She is loathed in this country that I brought her to and suffered her to spoil. Yes, I gave it her as a plaything, and she has broken it: a fine Prince, an admirable Princess! Even her life - I ask you, Gotthold, is her life safe?'
'It is safe enough to-day,' replied the librarian: 'but since you ask me seriously, I would not answer for to-morrow. She is ill- advised.'
'And by whom? By this Gondremark, to whom you counsel me to leave my country,' cried the Prince. 'Rare advice! The course that I have been following all these years, to come at last to this. O, ill-advised! if that were all! See now, there is no sense in beating about the bush between two men: you know what scandal says of her?'
Gotthold, with pursed lips, silently nodded.
'Well, come, you are not very cheering as to my conduct as the Prince; have I even done my duty as a husband?' Otto asked.
'Nay, nay,' said Gotthold, earnestly and eagerly, 'this is another chapter. I am an old celibate, an old monk. I cannot advise you in your marriage.'
'Nor do I require advice,' said Otto, rising. 'All of this must cease.' And he began to walk to and fro with his hands behind his back.

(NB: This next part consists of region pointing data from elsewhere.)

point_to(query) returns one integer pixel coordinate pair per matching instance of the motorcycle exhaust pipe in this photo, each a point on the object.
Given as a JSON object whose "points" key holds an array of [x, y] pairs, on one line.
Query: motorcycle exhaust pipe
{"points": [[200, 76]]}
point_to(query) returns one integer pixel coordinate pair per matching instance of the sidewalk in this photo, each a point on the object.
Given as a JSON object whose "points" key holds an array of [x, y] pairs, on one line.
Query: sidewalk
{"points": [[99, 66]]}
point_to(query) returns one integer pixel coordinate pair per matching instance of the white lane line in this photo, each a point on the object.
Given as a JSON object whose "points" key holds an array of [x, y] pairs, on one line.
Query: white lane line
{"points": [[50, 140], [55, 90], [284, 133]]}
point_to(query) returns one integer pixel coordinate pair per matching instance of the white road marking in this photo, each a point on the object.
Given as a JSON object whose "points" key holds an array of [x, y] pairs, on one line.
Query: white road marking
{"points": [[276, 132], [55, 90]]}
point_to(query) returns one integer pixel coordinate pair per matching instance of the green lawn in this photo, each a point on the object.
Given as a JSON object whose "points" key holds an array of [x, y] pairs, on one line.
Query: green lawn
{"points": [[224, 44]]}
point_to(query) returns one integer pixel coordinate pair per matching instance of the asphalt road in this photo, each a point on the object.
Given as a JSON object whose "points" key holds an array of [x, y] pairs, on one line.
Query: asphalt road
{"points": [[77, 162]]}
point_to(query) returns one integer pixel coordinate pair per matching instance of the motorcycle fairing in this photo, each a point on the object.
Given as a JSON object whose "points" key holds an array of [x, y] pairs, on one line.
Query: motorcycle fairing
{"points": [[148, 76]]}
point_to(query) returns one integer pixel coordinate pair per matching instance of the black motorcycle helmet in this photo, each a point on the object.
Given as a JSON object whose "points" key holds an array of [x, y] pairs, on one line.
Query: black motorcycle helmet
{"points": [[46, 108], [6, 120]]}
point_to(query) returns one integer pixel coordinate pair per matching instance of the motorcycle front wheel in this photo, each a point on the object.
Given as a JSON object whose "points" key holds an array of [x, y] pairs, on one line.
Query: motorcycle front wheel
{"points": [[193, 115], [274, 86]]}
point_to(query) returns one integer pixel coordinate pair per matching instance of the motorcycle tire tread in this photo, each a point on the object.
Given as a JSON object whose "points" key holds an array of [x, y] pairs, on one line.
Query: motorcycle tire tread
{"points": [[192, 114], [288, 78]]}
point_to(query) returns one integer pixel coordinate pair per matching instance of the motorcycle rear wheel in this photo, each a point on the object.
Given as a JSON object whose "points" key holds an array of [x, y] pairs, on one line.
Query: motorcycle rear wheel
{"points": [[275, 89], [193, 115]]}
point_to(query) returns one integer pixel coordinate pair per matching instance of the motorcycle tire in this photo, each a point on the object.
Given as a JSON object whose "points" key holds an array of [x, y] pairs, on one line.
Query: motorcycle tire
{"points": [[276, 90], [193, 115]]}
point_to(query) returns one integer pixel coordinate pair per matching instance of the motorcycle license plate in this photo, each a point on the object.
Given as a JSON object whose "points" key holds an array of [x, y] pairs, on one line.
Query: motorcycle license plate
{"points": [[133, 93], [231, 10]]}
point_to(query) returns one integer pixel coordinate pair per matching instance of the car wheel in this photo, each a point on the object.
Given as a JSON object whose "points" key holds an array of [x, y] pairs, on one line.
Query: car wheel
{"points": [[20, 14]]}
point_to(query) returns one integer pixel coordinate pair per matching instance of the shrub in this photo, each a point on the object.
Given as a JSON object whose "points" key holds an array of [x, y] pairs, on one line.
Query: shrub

'Well, Otto, may God guide you!' said Gotthold, after a considerable silence. 'I cannot.'
'From what does all this spring?' said the Prince, stopping in his walk. 'What am I to call it? Diffidence? The fear of ridicule? Inverted vanity? What matter names, if it has brought me to this? I could never bear to be bustling about nothing; I was ashamed of this toy kingdom from the first; I could not tolerate that people should fancy I believed in a thing so patently absurd! I would do nothing that cannot be done smiling. I have a sense of humour, forsooth! I must know better than my Maker. And it was the same thing in my marriage,' he added more hoarsely. 'I did not believe this girl could care for me; I must not intrude; I must preserve the foppery of my indifference. What an impotent picture!'
'Ay, we have the same blood,' moralised Gotthold. 'You are drawing, with fine strokes, the character of the born sceptic.'
'Sceptic? - coward!' cried Otto. 'Coward is the word. A springless, putty-hearted, cowering coward!'
And as the Prince rapped out the words in tones of unusual vigour, a little, stout, old gentleman, opening a door behind Gotthold, received them fairly in the face. With his parrot's beak for a nose, his pursed mouth, his little goggling eyes, he was the picture of formality; and in ordinary circumstances, strutting behind the drum of his corporation, he impressed the beholder with a certain air of frozen dignity and wisdom. But at the smallest contrariety, his trembling hands and disconnected gestures betrayed the weakness at the root. And now, when he was thus surprisingly received in that library of Mittwalden Palace, which was the customary haunt of silence, his hands went up into the air as if he had been shot, and he cried aloud with the scream of an old woman.
'O!' he gasped, recovering, 'Your Highness! I beg ten thousand pardons. But your Highness at such an hour in the library! - a circumstance so unusual as your Highness's presence was a thing I could not be expected to foresee.'
'There is no harm done, Herr Cancellarius,' said Otto.
'I came upon the errand of a moment: some papers I left over-night with the Herr Doctor,' said the Chancellor of Grunewald. 'Herr Doctor, if you will kindly give me them, I will intrude no longer.'
Gotthold unlocked a drawer and handed a bundle of manuscript to the old gentleman, who prepared, with fitting salutations, to take his departure.
'Herr Greisengesang, since we have met,' said Otto, 'let us talk.'
'I am honoured by his Highness's commands,' replied the Chancellor.
'All has been quiet since I left?' asked the Prince, resuming his seat.
'The usual business, your Highness,' answered Greisengesang; 'punctual trifles: huge, indeed, if neglected, but trifles when discharged. Your Highness is most zealously obeyed.'
'Obeyed, Herr Cancellarius?' returned the Prince.